The University Record, January 25, 1993

Duderstadt : Public believes scientific misconduct rampant

By Mary Jo Frank

Scientific misconduct poses a serious threat to the research enterprise and to the intellectual integrity upon which the advancement of knowledge depends, President James J. Duderstadt warned fellow scientists in Rackham Auditorium last Tuesday.

Duderstadt, who also is chair of the National Science Board, addressed members of Sigma Xi and the Science Research Club about “Scientific Integrity and the University” as part of Sigma Xi’s Ethics and Science Lecture Series.

Scientific misconduct “can taint the reputation of the University and of its honest scholars and researchers.

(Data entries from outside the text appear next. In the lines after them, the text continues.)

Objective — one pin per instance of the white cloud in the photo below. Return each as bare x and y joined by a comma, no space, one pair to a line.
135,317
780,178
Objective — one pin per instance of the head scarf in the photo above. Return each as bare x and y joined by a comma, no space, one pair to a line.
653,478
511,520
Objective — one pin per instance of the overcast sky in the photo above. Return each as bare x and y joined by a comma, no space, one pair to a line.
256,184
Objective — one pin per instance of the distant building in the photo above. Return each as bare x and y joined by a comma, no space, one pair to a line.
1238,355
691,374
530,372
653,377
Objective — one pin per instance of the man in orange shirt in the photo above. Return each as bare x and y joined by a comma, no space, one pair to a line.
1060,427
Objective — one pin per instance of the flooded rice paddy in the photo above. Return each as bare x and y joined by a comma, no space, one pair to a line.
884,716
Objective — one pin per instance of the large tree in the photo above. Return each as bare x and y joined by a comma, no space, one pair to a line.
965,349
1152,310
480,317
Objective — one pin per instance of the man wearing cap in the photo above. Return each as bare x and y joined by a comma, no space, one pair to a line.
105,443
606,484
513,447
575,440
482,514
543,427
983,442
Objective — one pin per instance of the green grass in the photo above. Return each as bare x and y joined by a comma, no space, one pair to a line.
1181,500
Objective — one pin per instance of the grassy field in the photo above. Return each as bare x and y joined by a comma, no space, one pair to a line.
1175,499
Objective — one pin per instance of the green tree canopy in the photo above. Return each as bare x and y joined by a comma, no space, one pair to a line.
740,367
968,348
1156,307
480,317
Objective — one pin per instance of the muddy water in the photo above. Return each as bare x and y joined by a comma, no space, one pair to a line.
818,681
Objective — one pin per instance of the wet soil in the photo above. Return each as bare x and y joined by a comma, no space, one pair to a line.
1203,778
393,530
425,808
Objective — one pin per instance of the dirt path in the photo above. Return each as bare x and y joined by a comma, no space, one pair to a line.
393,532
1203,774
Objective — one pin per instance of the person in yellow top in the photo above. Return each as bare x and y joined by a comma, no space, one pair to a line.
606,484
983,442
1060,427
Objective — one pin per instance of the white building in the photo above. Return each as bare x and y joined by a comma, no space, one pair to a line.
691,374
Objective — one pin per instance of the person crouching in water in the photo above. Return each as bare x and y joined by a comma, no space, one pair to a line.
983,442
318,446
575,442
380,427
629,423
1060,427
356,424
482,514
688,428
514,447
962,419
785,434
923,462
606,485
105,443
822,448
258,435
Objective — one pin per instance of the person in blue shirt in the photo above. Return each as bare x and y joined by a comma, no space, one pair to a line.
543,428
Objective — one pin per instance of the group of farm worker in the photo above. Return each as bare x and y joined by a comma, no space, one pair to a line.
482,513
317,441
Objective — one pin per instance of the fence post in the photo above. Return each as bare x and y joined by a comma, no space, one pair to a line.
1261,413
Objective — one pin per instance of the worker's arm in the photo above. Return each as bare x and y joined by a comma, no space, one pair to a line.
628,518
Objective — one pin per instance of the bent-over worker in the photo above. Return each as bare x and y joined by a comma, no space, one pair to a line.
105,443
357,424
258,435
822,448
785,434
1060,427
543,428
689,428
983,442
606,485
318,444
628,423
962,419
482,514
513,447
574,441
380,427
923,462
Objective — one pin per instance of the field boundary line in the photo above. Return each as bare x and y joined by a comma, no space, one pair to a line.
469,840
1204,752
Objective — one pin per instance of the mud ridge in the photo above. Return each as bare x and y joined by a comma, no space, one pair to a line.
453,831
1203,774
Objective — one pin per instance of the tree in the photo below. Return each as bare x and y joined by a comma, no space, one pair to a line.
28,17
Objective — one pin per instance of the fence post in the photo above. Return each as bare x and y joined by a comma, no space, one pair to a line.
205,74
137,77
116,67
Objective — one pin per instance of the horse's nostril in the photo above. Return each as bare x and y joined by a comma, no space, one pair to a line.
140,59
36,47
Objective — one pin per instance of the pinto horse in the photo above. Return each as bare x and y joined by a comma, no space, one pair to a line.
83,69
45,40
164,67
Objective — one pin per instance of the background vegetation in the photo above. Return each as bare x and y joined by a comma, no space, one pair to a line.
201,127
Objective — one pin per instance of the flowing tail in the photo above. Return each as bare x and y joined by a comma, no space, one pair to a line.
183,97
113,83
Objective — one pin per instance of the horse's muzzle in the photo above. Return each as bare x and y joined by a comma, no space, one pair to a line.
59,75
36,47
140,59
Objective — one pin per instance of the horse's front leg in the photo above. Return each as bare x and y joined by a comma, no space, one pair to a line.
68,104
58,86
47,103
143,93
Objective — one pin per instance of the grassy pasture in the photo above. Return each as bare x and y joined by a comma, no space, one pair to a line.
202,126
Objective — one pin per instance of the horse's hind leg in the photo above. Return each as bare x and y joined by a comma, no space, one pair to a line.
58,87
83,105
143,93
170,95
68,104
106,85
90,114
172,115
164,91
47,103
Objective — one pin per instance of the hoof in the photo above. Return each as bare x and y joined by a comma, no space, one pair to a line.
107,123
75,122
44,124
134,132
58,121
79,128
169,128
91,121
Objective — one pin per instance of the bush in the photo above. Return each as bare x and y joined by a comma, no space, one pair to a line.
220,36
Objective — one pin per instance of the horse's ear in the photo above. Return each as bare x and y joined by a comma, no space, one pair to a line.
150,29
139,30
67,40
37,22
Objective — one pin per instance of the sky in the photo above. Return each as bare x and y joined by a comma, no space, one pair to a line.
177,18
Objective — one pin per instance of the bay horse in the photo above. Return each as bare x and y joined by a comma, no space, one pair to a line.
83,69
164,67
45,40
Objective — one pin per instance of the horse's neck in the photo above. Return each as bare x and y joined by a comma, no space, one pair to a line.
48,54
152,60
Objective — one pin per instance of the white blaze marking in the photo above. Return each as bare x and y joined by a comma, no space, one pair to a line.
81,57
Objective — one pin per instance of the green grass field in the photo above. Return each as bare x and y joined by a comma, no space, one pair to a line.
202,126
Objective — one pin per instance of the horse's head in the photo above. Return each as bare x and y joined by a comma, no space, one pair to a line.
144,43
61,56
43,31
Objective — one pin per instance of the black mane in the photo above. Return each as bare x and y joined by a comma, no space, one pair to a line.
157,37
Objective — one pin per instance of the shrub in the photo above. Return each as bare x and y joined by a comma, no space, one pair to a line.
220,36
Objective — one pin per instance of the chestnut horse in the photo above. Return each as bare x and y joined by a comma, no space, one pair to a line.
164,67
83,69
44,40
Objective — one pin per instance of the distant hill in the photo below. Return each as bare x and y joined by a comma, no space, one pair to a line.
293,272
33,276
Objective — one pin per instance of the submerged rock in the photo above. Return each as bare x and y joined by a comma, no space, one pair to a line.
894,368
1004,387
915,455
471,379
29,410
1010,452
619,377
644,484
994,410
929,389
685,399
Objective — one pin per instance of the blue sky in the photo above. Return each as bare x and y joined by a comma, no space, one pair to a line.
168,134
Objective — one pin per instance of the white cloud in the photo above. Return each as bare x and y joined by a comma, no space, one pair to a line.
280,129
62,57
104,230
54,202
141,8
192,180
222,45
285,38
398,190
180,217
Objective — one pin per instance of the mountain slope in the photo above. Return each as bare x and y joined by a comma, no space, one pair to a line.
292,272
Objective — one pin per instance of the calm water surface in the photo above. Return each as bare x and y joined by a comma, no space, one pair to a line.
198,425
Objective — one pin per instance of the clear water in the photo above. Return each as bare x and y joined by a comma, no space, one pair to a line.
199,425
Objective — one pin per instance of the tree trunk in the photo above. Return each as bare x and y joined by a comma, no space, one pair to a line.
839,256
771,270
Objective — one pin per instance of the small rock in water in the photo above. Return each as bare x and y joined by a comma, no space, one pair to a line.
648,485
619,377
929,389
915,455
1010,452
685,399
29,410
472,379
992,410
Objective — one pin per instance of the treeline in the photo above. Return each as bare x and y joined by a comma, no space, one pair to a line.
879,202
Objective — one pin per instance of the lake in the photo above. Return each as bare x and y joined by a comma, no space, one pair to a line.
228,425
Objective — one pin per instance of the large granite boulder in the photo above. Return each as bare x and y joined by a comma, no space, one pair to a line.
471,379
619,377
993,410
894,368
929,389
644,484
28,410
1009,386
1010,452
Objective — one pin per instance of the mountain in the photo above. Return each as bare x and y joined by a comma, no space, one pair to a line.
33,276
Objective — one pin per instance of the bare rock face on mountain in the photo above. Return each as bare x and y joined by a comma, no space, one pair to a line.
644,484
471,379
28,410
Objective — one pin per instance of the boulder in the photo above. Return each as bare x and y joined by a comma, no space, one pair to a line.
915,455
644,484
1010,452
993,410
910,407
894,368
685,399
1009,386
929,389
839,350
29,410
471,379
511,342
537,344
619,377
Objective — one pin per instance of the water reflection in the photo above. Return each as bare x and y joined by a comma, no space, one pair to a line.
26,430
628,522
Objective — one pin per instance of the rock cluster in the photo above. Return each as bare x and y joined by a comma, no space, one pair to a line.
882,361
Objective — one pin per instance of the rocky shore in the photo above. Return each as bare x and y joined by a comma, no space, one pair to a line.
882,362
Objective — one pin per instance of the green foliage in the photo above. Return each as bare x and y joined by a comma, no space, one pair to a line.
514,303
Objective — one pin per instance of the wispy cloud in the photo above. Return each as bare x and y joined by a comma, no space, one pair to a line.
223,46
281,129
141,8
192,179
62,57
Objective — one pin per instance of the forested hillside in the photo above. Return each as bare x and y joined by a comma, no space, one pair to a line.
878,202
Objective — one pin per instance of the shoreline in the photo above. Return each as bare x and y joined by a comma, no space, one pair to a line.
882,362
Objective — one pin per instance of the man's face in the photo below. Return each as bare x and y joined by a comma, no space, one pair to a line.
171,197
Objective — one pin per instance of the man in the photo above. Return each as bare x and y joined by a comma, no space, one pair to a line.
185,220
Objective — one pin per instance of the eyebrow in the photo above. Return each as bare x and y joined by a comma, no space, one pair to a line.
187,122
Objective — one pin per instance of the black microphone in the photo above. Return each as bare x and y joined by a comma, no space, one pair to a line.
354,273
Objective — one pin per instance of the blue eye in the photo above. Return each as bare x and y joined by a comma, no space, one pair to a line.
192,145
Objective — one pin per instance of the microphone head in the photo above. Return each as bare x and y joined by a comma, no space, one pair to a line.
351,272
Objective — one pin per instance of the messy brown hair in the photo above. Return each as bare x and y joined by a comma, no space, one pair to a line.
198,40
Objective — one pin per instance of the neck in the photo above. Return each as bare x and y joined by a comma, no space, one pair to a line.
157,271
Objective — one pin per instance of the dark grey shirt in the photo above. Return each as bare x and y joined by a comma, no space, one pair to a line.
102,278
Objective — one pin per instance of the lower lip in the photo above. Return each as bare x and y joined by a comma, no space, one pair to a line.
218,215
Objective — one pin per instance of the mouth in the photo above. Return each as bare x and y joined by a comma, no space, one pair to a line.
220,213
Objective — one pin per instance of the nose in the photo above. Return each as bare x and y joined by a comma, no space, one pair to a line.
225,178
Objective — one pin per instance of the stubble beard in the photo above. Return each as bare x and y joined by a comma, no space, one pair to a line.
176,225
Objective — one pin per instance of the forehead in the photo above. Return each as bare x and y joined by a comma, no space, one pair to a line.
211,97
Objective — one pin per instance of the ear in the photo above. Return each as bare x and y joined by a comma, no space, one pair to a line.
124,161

It can disrupt lives. It can ruin futures for our scholars. It can compromise the position of collaborators, research assistants and research directors. It can lead other investigators down fruitless paths of inquiry at enormous costs of knowledge, morale, careers, time and money.”

It is the rare cases of scientific misconduct, along with indirect cost scandals, that contribute to the public’s negative perception of both researchers and the academic community, Duderstadt added.

Many members of Congress, the press and the public believe that scientific misconduct is rampant and that things are out of control, he said.

Duderstadt noted that over the past few years, the National Academy of Sciences has documented roughly 200 allegations of misconduct in science reported to U.S. government offices, and of that number, about 30 cases resulted in confirmed findings of misconduct—a relatively low number compared to the 26,000 research grants supported each year by the National Institutes of Health.

The U-M is investigating an average of two cases of misconduct at any one time.

“That does not mean two new cases every year,” Duderstadt said. “It means that of all of the research performed by 3,300 faculty members at the U-M, there is a consistent average of two cases of scientific misconduct being investigated or adjudicated.”

As science plays an increasingly critical role in political, economic and social decisions, and as the federal government’s support of basic research grows to billions of dollars, Duderstadt said it is understandable that society is demanding a higher level of accountability within the scientific community.

While much of the scientific community has resisted the intrusion of government oversight into research, Duderstadt said, “we now are beginning to understand more deeply and accept that we have to make our code clearer and enforce it or others will do it for us.”

Duderstadt said fraud is a deliberate effort to deceive, including plagiarism, fabrication of data, misrepresentation of historical sources, tampering with evidence, selective suppression of unwanted or unacceptable results, and theft of ideas.

Fraud and negligence should be treated differently, he said. Misconduct must be investigated using established procedures, but if it is clear that fraud is not involved, then the investigation should cease, regardless of the degree of carelessness found in the work under scrutiny.

The University has a responsibility to have policies and procedures in place to address cases of scientific misconduct and to review and adhere to those policies and procedures, according to the president.

Although the University has a responsibility to protect the rights and reputations of both accuser and the accused in cases of scientific misconduct, Duderstadt said “we have a responsibility to reveal known or suspected cases of misconduct. Not doing so constitutes misconduct as well.”

Duderstadt offered a number of suggestions to prevent scientific misconduct in the University community, including: ethics training, helping junior faculty find their niche through mentoring, increasing collaboration, looking at quality rather than quantity of research, limiting the number of publications considered for promotions or funding, placing more weight on excellence in teaching, restructuring faculty roles to reduce stress, and establishing burn-out prevention and faculty development programs.

Duderstadt said that no matter how well the U-M handles its own cases of misconduct or how hard it tries to prevent them, “we need to do more. We always need to improve. Any policy, any procedure, must continually evolve to face new challenges.

“The U-M,” he concluded, “must aim for a system that is a complex mix of professional, institutional and public ethics and aim for a community that is deeply respectful of individuals and of their rights.”